There is no similar constitutional exception in which Myers may seek refuge. This view of
separation of powers is neither new nor novel, as it was addressed in a 1923 opinion. See
Jackson County v. Neville, 131 Miss. 599, 95 So. 626, 628 (1923). The Neville Court cited
a 1919 edition of Corpus Juris for the proposition that “complete separation of the powers of
government into legislative, judicial, and executive so that no part of the power exercised by
one department can be exercised by either of the others was never intended by the makers of
12
our Constitution ... and that in practical operation each of the three departments necessarily
exercise some power which is not strictly within its province.” Id. (citing 12 C.J. at § 234-42).
See also Dissenting Opinion. However, the dissent fails to address the legal premise upon
which the quote was based or the example used by the Neville Court, which required a
constitutional mandate, i.e., the veto power of the executive under the United States
Constitution. See id; U.S. Const. art. I, § 7, cl. 2.
¶24. Here, Myers serves in one purely legislative function, i.e., State Representative, and in
one dual (legislative and executive) function, i.e., Selectman for the City of McComb. Myers’s
quandary is illustrated by reference to the legislative power over appropriations to the City in
his role as a State Representative, and his combined legislative and executive powers over the
direction of those appropriated funds in his role as Selectman for the City of McComb. “[N]o
person a member of the legislative branch may consistent with the constitution exercise any
powers essentially executive in nature.” Alexander, 441 So. 2d at 1339. Clearly, Myers’s
dual legislative and executive functions, while serving in separately accepted offices, conflicts
with the mandate of Article 1, Section 2 (“[t]he acceptance of an office in either of said
department shall, of itself, and at once, vacate any and all offices held by the person so
accepting in either of the other departments.”).
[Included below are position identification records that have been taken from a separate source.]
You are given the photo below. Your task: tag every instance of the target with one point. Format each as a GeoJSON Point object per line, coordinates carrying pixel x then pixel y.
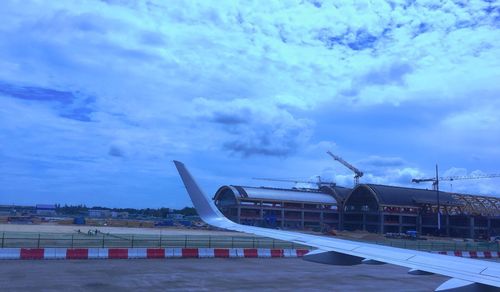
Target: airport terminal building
{"type": "Point", "coordinates": [370, 207]}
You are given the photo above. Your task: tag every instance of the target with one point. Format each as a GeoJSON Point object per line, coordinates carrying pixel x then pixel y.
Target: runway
{"type": "Point", "coordinates": [206, 275]}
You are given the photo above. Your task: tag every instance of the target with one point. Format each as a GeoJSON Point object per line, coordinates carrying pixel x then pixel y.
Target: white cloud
{"type": "Point", "coordinates": [248, 78]}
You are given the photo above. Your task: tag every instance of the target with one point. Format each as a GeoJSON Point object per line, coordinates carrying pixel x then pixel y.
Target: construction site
{"type": "Point", "coordinates": [381, 209]}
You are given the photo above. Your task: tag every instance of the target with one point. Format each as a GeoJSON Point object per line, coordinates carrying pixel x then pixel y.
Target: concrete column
{"type": "Point", "coordinates": [364, 221]}
{"type": "Point", "coordinates": [488, 231]}
{"type": "Point", "coordinates": [340, 213]}
{"type": "Point", "coordinates": [471, 227]}
{"type": "Point", "coordinates": [381, 223]}
{"type": "Point", "coordinates": [282, 218]}
{"type": "Point", "coordinates": [400, 227]}
{"type": "Point", "coordinates": [239, 214]}
{"type": "Point", "coordinates": [447, 220]}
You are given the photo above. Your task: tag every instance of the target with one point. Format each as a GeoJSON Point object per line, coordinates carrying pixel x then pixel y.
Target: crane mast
{"type": "Point", "coordinates": [435, 180]}
{"type": "Point", "coordinates": [357, 173]}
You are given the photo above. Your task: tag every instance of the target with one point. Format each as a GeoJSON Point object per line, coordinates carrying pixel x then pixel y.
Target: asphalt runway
{"type": "Point", "coordinates": [206, 275]}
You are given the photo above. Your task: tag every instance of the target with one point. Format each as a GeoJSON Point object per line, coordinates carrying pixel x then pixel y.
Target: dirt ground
{"type": "Point", "coordinates": [54, 228]}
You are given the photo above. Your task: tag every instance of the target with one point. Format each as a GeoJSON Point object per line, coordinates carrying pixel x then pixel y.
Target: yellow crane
{"type": "Point", "coordinates": [357, 173]}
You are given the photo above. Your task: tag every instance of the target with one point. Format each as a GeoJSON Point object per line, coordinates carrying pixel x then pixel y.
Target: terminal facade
{"type": "Point", "coordinates": [369, 207]}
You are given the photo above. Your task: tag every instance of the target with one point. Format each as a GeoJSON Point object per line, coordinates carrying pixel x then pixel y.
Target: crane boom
{"type": "Point", "coordinates": [452, 178]}
{"type": "Point", "coordinates": [319, 182]}
{"type": "Point", "coordinates": [357, 173]}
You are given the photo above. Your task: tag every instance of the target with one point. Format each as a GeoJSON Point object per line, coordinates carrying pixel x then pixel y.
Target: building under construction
{"type": "Point", "coordinates": [370, 207]}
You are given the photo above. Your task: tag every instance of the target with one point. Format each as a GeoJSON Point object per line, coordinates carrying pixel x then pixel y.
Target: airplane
{"type": "Point", "coordinates": [466, 274]}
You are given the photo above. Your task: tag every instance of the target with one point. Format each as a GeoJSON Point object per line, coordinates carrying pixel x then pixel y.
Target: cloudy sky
{"type": "Point", "coordinates": [98, 97]}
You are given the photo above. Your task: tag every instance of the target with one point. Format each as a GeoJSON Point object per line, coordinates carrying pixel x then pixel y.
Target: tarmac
{"type": "Point", "coordinates": [207, 275]}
¶25. Moreover, as a State Representative, Myers is in a position of higher authority with
respect to the City. See The Federalist No. 39, at 256-57 (when central and local authority
conflict, central authority trumps local authority). “In republican government the legislative
authority, necessarily, predominates.” The Federalist No. 51, at 350 (James Madison). The
basic reason is that “the legislative department alone has access to the pockets of the people,
13
and has in some Constitutions full discretion, and in all, a prevailing influence over the
pecuniary rewards of those who fill the other departments, a dependence is thus created in the
latter, which gives still greater facility to encroachments of the former.” The Federalist No.
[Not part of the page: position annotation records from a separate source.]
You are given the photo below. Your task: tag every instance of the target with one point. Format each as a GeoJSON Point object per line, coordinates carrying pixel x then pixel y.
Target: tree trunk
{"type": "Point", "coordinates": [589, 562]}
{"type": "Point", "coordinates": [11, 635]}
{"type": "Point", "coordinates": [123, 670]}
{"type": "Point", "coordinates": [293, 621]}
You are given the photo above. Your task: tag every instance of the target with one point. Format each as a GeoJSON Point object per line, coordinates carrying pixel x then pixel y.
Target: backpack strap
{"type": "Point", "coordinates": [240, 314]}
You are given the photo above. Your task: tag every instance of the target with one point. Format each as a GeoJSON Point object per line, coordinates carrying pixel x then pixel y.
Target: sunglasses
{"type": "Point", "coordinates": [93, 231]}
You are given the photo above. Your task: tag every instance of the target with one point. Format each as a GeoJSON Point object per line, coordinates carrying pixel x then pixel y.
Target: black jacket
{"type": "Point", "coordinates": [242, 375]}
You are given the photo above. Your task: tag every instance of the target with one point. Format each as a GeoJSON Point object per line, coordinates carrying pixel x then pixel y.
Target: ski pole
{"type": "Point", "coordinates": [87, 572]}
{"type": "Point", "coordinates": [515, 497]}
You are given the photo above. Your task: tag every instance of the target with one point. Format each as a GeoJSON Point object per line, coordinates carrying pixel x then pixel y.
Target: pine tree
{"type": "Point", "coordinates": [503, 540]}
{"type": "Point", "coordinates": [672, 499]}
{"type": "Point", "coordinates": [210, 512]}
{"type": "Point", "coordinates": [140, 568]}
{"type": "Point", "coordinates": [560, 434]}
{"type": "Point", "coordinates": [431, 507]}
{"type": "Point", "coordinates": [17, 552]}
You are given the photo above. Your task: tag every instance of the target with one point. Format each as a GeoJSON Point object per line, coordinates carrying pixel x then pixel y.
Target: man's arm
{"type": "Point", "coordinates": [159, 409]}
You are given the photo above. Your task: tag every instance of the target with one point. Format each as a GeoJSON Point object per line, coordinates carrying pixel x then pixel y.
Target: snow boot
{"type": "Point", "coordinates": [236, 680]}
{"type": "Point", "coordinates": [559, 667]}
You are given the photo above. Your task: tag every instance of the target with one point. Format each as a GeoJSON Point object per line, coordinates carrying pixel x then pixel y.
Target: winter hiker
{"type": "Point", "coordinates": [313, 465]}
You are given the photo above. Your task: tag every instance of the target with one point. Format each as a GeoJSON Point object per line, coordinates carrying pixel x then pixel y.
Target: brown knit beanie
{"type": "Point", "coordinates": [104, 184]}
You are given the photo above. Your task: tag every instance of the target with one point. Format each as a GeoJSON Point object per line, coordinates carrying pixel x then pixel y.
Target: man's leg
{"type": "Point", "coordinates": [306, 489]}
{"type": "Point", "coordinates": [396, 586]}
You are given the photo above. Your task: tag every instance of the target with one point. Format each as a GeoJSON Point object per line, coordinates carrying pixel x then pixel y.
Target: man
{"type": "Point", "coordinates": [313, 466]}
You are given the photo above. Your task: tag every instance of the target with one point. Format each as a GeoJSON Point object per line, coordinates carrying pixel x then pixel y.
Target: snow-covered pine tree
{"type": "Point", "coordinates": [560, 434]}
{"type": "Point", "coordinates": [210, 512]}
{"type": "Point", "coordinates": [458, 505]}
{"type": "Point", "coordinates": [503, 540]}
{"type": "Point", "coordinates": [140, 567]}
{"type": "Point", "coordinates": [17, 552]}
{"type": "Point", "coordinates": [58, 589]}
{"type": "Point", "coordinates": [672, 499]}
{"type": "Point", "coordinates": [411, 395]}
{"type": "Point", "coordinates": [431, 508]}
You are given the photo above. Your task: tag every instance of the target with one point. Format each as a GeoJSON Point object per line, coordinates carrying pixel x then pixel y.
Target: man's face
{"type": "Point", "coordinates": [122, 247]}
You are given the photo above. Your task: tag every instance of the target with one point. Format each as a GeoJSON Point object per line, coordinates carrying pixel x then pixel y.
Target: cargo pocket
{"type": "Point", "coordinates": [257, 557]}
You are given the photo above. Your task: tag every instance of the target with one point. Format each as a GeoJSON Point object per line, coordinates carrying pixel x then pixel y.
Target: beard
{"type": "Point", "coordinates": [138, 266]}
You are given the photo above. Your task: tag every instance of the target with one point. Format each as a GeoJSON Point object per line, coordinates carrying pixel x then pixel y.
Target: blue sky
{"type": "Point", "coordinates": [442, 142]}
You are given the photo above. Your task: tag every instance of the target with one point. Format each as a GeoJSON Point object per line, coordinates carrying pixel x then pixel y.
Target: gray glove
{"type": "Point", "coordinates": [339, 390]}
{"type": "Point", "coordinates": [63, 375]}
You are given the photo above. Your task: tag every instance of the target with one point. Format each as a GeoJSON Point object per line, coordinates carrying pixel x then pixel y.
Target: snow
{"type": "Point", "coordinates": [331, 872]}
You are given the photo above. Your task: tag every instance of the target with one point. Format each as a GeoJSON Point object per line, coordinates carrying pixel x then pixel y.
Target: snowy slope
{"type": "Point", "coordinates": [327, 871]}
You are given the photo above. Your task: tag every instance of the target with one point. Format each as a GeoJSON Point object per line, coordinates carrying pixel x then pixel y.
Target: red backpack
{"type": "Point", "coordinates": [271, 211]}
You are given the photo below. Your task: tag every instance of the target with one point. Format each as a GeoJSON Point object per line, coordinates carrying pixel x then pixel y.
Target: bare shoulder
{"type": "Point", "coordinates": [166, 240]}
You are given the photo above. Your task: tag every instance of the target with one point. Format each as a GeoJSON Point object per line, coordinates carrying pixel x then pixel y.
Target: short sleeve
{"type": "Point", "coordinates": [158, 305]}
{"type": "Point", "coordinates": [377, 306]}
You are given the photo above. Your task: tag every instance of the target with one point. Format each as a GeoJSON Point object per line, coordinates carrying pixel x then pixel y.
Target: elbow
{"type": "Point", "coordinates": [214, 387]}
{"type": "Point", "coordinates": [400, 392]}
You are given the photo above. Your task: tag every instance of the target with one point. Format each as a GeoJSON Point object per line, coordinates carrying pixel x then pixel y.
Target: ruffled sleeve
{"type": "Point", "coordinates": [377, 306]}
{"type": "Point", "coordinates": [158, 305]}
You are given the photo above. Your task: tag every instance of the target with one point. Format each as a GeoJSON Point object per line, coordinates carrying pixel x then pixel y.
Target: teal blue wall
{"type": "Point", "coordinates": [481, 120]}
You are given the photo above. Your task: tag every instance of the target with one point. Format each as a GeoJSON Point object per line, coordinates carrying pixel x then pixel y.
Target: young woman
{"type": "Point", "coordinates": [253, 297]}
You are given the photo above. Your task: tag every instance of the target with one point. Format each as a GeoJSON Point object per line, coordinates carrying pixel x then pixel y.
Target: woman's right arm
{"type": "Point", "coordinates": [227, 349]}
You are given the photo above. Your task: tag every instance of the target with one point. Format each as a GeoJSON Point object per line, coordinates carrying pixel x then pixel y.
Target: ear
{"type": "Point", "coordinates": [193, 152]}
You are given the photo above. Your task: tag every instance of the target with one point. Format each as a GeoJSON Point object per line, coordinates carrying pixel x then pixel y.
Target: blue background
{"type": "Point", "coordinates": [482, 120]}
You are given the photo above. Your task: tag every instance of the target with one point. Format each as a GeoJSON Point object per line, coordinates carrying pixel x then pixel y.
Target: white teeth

48, at 334 (James Madison). In other words, from the legislative power of the purse flows the
prevailing power of the legislature. See Colbert v. State, 86 Miss. 769, 39 So. 65, 66 (1905)
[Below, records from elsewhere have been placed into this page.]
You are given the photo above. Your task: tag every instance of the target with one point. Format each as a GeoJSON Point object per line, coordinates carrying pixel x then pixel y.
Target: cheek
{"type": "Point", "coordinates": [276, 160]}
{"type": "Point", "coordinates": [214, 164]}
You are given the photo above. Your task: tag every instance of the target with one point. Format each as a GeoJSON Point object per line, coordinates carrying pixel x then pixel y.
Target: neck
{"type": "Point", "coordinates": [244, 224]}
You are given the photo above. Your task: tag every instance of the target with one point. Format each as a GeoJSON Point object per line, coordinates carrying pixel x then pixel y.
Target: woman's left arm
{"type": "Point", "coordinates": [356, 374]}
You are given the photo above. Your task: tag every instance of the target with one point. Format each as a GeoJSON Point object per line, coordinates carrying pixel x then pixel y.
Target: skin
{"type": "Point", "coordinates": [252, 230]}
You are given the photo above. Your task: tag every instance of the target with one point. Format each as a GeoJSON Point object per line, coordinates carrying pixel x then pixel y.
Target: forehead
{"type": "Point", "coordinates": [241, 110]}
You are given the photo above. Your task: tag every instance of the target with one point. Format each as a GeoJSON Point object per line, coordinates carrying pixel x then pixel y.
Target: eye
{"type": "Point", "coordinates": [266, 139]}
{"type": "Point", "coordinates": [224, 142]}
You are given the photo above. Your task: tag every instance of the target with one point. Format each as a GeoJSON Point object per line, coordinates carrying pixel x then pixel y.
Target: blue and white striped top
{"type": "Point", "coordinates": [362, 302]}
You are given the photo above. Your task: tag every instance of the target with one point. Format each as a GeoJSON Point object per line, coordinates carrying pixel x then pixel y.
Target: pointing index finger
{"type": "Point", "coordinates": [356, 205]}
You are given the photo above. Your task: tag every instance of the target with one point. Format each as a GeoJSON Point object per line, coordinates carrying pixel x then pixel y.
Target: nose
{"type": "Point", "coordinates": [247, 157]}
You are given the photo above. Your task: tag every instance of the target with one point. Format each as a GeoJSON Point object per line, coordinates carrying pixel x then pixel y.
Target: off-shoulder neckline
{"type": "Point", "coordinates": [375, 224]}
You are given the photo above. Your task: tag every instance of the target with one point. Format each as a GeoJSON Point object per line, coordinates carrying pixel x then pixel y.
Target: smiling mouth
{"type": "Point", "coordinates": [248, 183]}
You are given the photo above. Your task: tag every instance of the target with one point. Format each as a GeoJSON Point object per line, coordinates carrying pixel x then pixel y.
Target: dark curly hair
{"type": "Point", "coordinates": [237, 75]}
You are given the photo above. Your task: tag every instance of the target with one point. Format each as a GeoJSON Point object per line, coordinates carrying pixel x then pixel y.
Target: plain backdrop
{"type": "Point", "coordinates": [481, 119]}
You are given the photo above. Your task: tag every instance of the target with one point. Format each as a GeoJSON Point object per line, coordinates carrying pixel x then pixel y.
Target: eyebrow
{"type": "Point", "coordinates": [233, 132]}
(“[u]nder all constitutional governments recognizing three distinct and independent
magistracies, the control of the purse strings of government is a legislative function. Indeed,
it is the supreme legislative prerogative, indispensable to the independence and integrity of the
Legislature ... .”).
II. Incompatible Offices
¶26. Furthermore, “[n]o man can serve two masters. Either he will hate the one and love the
other, or he will be devoted to the one and despise the other.” Matthew 6:24 (New
International Version). Insofar as the common law is not directly in conflict with, or repugnant
to, the Mississippi Constitution or the statutes of this state “they co- exist and will be given
effect.” Sanders v. Neely, 197 Miss. 66, 82, 19 So. 2d 424, 426 (1944). The common law
doctrine of incompatible offices has not been abrogated by either and is, therefore, applicable.
¶27. Myers’s performance of such dual service presents conflicts in attempting to serve the
interests of the State (as a State Representative), the interests of the City (as a Selectman for
the City of McComb), and the interests of separate constituencies. That which is always good
for the City is not necessarily always beneficial to the State of Mississippi, and vice versa. The
City has an interest in receiving large appropriations from the State. However, the best
interests of the State may not be well served if excessive appropriations to the City dominated
14
legislative appropriations. Various constituent groups will inevitably have competing interests.
In serving in these dual positions, Myers’s ability to faithfully discharge his duties as a
legislator is subject to compromise, by virtue of competing interests amongst the positions.
See Ball, 602 So. 2d at 879 (McRae, J., dissenting) (“conflicting allegiances create a situation
where one branch of government is in a position to impermissibly influence the workings of
another branch.”). Competing duties naturally create “incompatible office” issues as “there
is . . . inherent inconsistency in the nature of the duties of the two offices, so that both cannot
be administered by the same person.” In re Grant, 631 So. 2d at 763.
CONCLUSION
¶28. Sections 1 and 2 exist to preclude a commingling of different powers in the same hands
and the attendant improper concentration of power. See O’Donoghue, 289 U.S. at 530.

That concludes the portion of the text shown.